While the boon of technology keeps one grounded with their roots no matter where one is, it is also the best way to share information about ones’ traditions and culture.
Here are some interesting facts about Rath Yatra which you might know or might not:
1. The Unexplained Rainfall on the Day of Festival
Even though this unique festival most of the time falls during the Monsoon Season in India. According to certain record there hasn’t been a single Rath Yatra that it hasn’t rained. There have been times that it hasn’t rained for days before Rath Yatra and on that day it pours. Well I know it did in 1928 , according this rare video.
2. The Builders of the Chariot
Every year these humongous chariots are built from scratch by a team of carpenters (1400 approx.) who do this job every year voluntarily. Measuring almost 45ft High and having 18.16 and 14 wheels the three chariots are built to precision without any measuring tapes. All that is used is an ancient technique of measurement using hands and finger lengths.
Interesting thing to note is that to make this massive chariots not a single metal nail is used but the old school carpentry method of using wooden pegs and joints.
3. Even Gods Need Cajoling
Common Folklore has it that the deities refuse to go to their aunt’s house (Gundicha) and the chariots eerily refuse to budge even an inch with 1000s of people pulling it with brute force. But after much coaxing and requests done to the deities by their servitors does that Chariots finally start moving.
4. It’s a Legacy
There are a fixed number of families of traditional carpenters who build the chariots every year from the time of its inception and the methods, measurement, techniques etc. to build the same are handed down through generations. All the chariots construction is started and finished simultaneously.
5. The Source of Wood
The wood used in the construction of this comes from two nearby forests Dashpalla and Ranapur. Since the amount of wood used for these chariots is a lot, double the amount of saplings are planted simultaneously.
6. The Naming Convention
Apart from the chariots, the flags on top of each as well as the ropes with which they are pulled each have a unique name.
7. A Humble Service
It is only after that the presiding king of Puri sweeps all the chariots with a broom made out of gold and using fragrant water that the pulling of the chariots commences.
8. Servitors to the Lord
Dahuka are a sect of servitors to the lords apart from Suaras and Mahasuaras. These Dahukas having a unique tradition of singing something known as Dahuka Boli or Dahuka Gita.Now these are mostly rhyming poems which symbolise things like fertility and life cycle and have a lot of explicit words which is generally not heard near religious ceremonies and are recited very openly without holding back any of this explicit lyrics. Apparently the legend goes as the Chariots do not move if these are not recited. But due to certain reasons this tradition was banned by the Temple officials from 1995 and apart from a few exceptions since then it is now a dying tradition.
9. A Grand Kitchen
The wood used in the making of these chariots after the festival are used to cook Mahaprasad which is made up of 56 different varieties and is cooked in the Temple kitchen which is the largest community kitchen in the world and can cook for up to 100000 people at a time. The amazing thing about this is that the amount of food cooked every day is the same and it has never been wasted ever.
10. Origin of Juggernaut
The English word Juggernaut is derived from Jagannath.

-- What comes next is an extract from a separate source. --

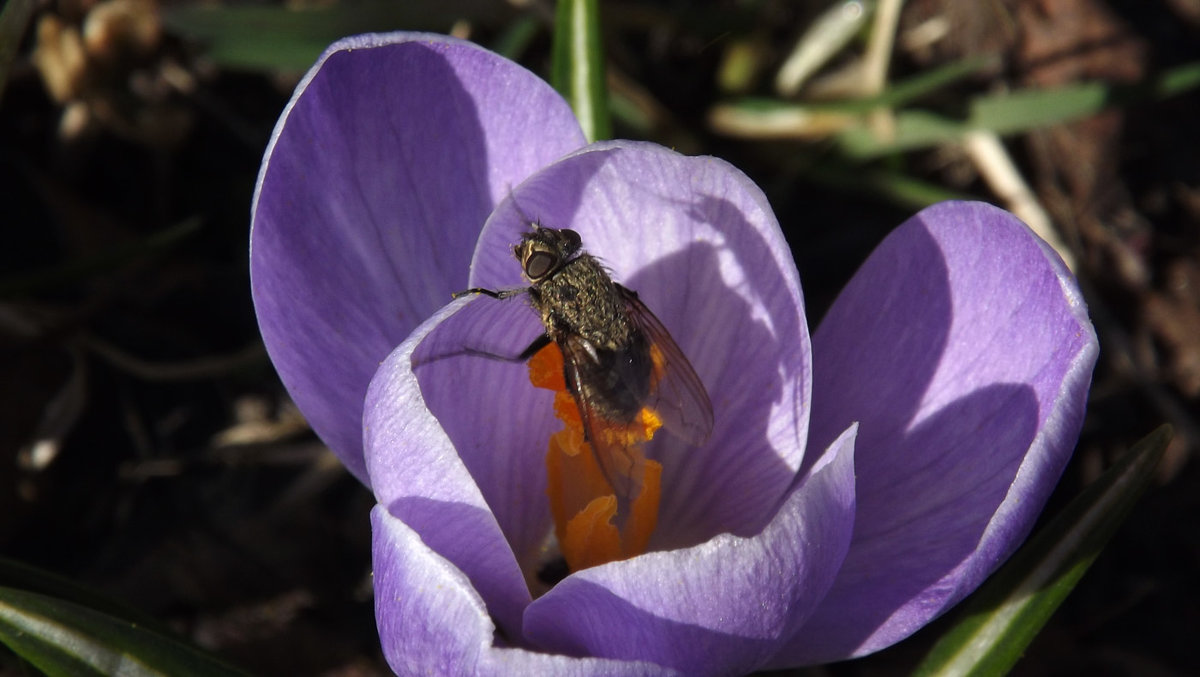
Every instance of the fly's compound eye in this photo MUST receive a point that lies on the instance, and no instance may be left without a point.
(539, 264)
(573, 239)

Meaning a large, heavy vehicle, especially an articulated lorry or a huge, powerful, and overwhelming force. When the British officials saw the sheer size of the chariots were astonished beyond imagination and formed this word for anything that was huge and a vehicle.
Rath Yatra is a larger than life spectacle and every year lakhs of devotees come to witness it in all its colour, customs and glory. Not just a festival, it is a staunch reminder of the belief and faith which binds us together.